Talking stones: the chipped stone industry in Lower Austria and Moravia and the beginnings of the Neolithic in Central Europe (LBK), 5700-4900 BC

Authors

MATEICIUCOVÁ Inna

Year of publication 2008
Type Monograph
MU Faculty or unit

Faculty of Arts

Citation
Description Chipped stone tools made by both Mesolithic foragers and Neolithic farmers play a significant role in discussions about the beginning of the Neolithic in Central Europe (LBK culture). In this book Inna Mateiciucová compares the technology of blade production, the distribution of raw stone sources and the occurrence of so-called culturally specific tool types (trapezes, borers and retouched blades) of the chipped stone industries of Mesolithic and Early Neolithic sites in Central Europe and Balkans.
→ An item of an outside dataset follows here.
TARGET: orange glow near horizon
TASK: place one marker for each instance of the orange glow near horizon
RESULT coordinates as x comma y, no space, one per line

She believes that the LBK originated autochthonously from the local Mesolithic substrate in Transdanubia and the immediately adjacent areas (Burgenland, south-west Slovakia), under the influence of contacts with, and with a biological contribution from, Balkan Early Neolithic populations, in particular from the Starčevo culture. She emphasizes the psychological implications of Neolithisation and assumes long before the physical acceptance of the Neolithic, some changes occurred at the psychological level. First, there was a Neolithisation of the hunter-gatherer soul (psyche), followed by Neolithisation at the material level. With this in mind, at the end of this book she indicates a possible explanation of the rapid dispersion of the Early LBK culture throughout Central Europe.